I want to show distinct cities of Users in the front end dropdown. For that, i make a db query which fetches distinct city_name
from table City
but only those cities where users are present.
Something like below works for a small size of User
table, but takes a very long time if User
table in of size 10 million. Distinct cities of these users are still ~100 though.
class City(models.Model):
city_code = models.IntegerField(unique=True)
city_name = models.CharField(max_length=256)
class User(models.Model):
city = models.ForeignKey('City', to_field='city_code')
Now i try to search distinct city names as:
City.objects.filter().values_list('city__city_name').distinct()
which translates to this on PostgreSQL:
SELECT DISTINCT "city"."city_name"
FROM "user"
LEFT OUTER JOIN "city"
ON ("user"."city_id" = "city"."city_code");
Time: 9760.302 ms
That clearly showed that PostgreSQL was not making use of index on 'user'.'city_id'. I also read about a workaround solution here which involved writing a custom SQL query which somehow utilizes index.

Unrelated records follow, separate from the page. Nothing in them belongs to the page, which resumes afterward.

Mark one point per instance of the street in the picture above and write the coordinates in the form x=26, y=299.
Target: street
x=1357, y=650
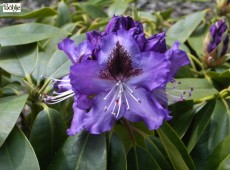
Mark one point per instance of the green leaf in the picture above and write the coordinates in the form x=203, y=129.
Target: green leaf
x=27, y=33
x=11, y=108
x=28, y=14
x=138, y=159
x=98, y=24
x=184, y=28
x=59, y=63
x=51, y=45
x=93, y=11
x=82, y=151
x=118, y=8
x=196, y=40
x=201, y=87
x=41, y=65
x=220, y=154
x=184, y=117
x=199, y=124
x=50, y=130
x=175, y=148
x=64, y=15
x=17, y=153
x=222, y=77
x=155, y=149
x=19, y=60
x=117, y=155
x=219, y=126
x=12, y=89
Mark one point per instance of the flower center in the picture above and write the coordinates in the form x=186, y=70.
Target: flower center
x=119, y=95
x=119, y=65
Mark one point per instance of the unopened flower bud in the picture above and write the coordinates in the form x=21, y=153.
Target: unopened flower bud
x=216, y=44
x=223, y=6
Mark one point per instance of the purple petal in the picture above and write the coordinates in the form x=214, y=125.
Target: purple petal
x=69, y=47
x=178, y=59
x=83, y=102
x=109, y=42
x=156, y=43
x=154, y=71
x=84, y=50
x=118, y=23
x=93, y=37
x=85, y=78
x=148, y=110
x=77, y=121
x=99, y=120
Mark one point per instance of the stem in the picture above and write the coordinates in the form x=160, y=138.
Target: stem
x=44, y=86
x=196, y=60
x=129, y=128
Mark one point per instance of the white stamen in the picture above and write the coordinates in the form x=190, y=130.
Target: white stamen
x=57, y=100
x=111, y=91
x=117, y=100
x=128, y=88
x=126, y=100
x=113, y=99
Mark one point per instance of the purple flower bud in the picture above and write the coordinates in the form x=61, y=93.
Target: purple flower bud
x=216, y=44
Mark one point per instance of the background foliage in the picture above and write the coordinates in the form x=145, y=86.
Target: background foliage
x=33, y=134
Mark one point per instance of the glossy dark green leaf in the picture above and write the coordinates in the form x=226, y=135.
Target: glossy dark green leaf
x=59, y=63
x=221, y=153
x=11, y=108
x=182, y=120
x=175, y=148
x=201, y=87
x=51, y=45
x=116, y=155
x=27, y=33
x=28, y=14
x=82, y=151
x=64, y=15
x=138, y=159
x=219, y=126
x=17, y=153
x=93, y=10
x=19, y=60
x=182, y=29
x=40, y=69
x=50, y=130
x=199, y=124
x=156, y=150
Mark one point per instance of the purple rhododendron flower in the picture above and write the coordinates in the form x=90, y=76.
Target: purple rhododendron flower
x=217, y=32
x=119, y=73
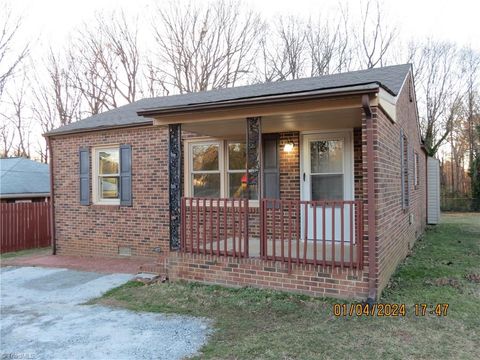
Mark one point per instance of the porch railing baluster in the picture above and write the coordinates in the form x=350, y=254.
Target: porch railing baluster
x=280, y=220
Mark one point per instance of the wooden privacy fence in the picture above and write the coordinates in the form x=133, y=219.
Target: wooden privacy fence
x=24, y=226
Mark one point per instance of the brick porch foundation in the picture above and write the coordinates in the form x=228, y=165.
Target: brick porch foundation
x=235, y=272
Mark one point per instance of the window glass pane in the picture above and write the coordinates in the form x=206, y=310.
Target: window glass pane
x=206, y=185
x=109, y=187
x=108, y=161
x=327, y=187
x=326, y=156
x=237, y=156
x=237, y=184
x=205, y=157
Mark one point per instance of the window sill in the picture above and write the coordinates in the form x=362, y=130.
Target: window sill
x=102, y=206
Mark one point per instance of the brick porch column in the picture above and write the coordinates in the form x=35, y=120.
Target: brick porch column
x=254, y=143
x=174, y=182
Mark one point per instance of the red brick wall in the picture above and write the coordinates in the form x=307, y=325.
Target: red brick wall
x=101, y=230
x=307, y=279
x=395, y=233
x=290, y=167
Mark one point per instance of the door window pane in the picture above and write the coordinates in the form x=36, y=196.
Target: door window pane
x=206, y=185
x=237, y=184
x=109, y=187
x=108, y=161
x=326, y=156
x=327, y=187
x=205, y=157
x=237, y=156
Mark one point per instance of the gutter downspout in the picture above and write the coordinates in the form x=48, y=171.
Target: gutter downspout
x=52, y=197
x=372, y=285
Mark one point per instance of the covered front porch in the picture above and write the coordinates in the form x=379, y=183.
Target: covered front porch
x=298, y=197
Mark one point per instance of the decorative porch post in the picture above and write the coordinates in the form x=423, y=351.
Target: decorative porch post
x=174, y=182
x=254, y=141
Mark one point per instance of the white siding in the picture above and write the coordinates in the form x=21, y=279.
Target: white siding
x=433, y=189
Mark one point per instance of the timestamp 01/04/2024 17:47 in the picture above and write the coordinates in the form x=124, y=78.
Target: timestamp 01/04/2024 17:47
x=389, y=310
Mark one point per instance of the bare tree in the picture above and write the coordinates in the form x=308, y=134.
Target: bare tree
x=121, y=56
x=201, y=48
x=376, y=37
x=328, y=46
x=439, y=84
x=87, y=62
x=6, y=137
x=285, y=58
x=9, y=57
x=470, y=64
x=19, y=119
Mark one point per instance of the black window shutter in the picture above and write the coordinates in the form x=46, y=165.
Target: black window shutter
x=126, y=175
x=271, y=167
x=84, y=155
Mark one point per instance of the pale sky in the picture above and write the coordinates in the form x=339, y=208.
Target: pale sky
x=50, y=21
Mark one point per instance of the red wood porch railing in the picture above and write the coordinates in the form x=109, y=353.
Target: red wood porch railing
x=214, y=226
x=291, y=231
x=312, y=232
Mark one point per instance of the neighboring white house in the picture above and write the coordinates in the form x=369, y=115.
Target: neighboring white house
x=23, y=180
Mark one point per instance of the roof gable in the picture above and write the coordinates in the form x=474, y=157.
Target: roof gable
x=390, y=78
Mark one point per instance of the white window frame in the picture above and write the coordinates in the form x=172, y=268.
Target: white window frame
x=223, y=166
x=97, y=199
x=188, y=176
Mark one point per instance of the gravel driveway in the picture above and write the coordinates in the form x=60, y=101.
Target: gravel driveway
x=42, y=318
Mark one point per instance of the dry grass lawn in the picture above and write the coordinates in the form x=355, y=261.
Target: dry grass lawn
x=260, y=324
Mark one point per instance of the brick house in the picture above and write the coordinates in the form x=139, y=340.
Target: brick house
x=315, y=185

I tried to find distinct 'user'.'city_id' using the above query, and that actually turned out to be pretty fast.
WITH
RECURSIVE t(n) AS
(SELECT min(city_id)
FROM user
UNION
SELECT
(SELECT city_id
FROM user
WHERE city_id > n order by city_id limit 1)
FROM t
WHERE n is not null)
SELECT n
FROM t;
Time: 79.056 ms
But now i am finding it hard to incorporate this in my Django code. I still think it is a kind of hack adding custom query in the code for this. But a bigger concern for me is that the column name can be totally dynamic, and i can not hardcode these column names (eg. city_id, etc.) in the code.
#original_fields could be a list from input, like ['area_code__district_code__name']
dataset_klass.objects.filter().values_list(*original_fields).distinct()
Using the custom query would need atleast splitting the field name with '__' as delimiter and process the first part. But it looks like a bad hack to me.
How can i improve this?
PS. The City
User
example is just shown to explain the scenario. The syntax might not be correct.